Audi City London has come up with a novel new way of encouraging you to buy one of the 200 million possible iterations of the 36 cars in its range: letting you customize your perfect car, and see it drive around in front of you, life-size, on a 210in screen.

The upstairs of Audi City is dominated by a bank of four of these floor-to-ceiling 'Power Walls', each of which consists of nine 70in rear projection displays. Two of these have Kinect cameras above them set up to recognise when a punter steps on an aluminium crosshatch embedded in the floor.

Then the Windows 7-powered system takes over, allowing you to  pick an Audi and see it spin and drive around on screen in full HD, using your sidesteps and leans for interface navigation. You don't get to 'drive' the car, but thanks to recorded engine notes and the sounds of the opening and closing of doors and boots, you can get a useful feel for it.

Audio for each wall is provided by a highly directional 2.1 Sonus Sound Shower system, designed not to colour the noise of the car the punter next to you is checking out on his Power Wall. For special events, such as Le Mans or the F1, it's also possible to convert the four Power Walls into one ultra-widescreen cinema system.

All fun, but Audi's also in the business of making you want to actually buy one. This is handled upstairs by four Power Wall-complementing 32in 3M multitouch displays, which let you specify every element of your chosen jalopy down to the colour of the gear stick.

You can pan around and zoom into the car to an astonishing degree, and cast it on to your Power Wall for a full-sized view. Then, if you're serious about the car, you just send the details downstairs.

The lower floor is home to a few high-end Audis (well, this is Mayfair) and two sales booths, each designed to resemble a tailor's samples room. Paint, leather and cloth samples on RFID-enabled swatches can be grabbed from the wall and placed next to the 32in multitouch screen in the middle of the booth, automatically updating your vehicle with the choice you've made.

It's all too easy to get carried away here ("Tiptronic's only £4750 more? Oh, go on then"), but there's a live-updating receipt in the corner to help your rein in your indulgence.

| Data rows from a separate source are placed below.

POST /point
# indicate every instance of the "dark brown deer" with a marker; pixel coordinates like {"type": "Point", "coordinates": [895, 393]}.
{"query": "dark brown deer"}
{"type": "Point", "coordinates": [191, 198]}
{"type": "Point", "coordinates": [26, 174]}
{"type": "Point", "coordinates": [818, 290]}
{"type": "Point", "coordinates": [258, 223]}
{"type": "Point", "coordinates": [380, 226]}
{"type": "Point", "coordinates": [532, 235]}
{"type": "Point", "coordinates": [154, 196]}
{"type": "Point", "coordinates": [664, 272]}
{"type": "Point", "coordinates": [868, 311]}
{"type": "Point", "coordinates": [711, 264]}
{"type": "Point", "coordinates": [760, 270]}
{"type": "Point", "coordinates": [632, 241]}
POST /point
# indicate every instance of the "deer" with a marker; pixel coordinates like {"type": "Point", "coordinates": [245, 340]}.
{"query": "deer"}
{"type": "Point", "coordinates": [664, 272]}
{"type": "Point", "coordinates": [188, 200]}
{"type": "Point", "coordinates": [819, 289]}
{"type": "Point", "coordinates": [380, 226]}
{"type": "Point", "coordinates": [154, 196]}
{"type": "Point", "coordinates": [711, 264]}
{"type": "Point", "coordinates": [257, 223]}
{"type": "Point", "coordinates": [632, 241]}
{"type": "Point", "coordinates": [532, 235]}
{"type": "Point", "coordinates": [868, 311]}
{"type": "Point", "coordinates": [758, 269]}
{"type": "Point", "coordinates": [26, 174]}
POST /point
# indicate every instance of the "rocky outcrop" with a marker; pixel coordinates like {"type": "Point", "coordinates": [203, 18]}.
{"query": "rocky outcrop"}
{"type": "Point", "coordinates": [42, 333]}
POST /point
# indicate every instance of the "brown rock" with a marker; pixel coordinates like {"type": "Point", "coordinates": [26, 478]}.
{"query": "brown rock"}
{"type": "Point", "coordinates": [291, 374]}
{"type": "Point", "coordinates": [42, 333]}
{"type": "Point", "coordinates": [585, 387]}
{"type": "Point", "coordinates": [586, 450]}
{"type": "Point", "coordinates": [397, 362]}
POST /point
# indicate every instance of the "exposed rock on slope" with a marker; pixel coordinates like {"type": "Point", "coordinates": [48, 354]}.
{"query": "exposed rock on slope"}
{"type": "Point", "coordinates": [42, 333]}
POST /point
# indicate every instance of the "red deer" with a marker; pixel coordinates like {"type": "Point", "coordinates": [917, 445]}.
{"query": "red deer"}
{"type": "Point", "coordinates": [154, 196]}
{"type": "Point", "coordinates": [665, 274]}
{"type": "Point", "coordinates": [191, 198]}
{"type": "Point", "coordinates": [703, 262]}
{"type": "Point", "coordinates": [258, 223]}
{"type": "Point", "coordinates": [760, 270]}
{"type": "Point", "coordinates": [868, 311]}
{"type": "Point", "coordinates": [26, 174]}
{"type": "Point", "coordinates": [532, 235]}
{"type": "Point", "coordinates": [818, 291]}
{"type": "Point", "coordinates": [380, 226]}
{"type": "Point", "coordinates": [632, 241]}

Once you're happy with your choices it generates a mood board with hi-res snaps and videos of your chosen car, which can be shared on Facebook and Twitter, emailed to a friend, or stored on a USB key. This hooks over a bespoke printed brochure that you can show to your more sensible half.

The USB key also has built-in RFID, used to store a unique code referencing the complete details of the car you've created. Place it next to one of the 3M screens on another occasion and it'll bring up your car's details in a snap. Or type the code in at home, and customise your Audi further on the online configurator.

Once you've decided, you can get a real-life test drive of a similar model, or simply place your order and wait for your yellow A1 with hot pink interior to be delivered.

We asked whether the process could be taken to its logical conclusion, letting you drive your bespoke Audi in a 3D simulator. Audi reckons that for now the experience is too removed from having a real test drive - but its engineers have already looked into it. Another possible future enhancement is the ability to test out your virtual car's entertainment system on screen.

Audi plans to roll the 3M multitouch screens out to dealerships all over the world, and to create 20 Audi Cities by 2015.

The best thing is that you can mess around with the Power Walls whether you're going to buy or not – so it's worth popping into Audi City if you happen to be wandering down Piccadilly.  Sure beats traipsing to a business park and guessing at how your finished car might look.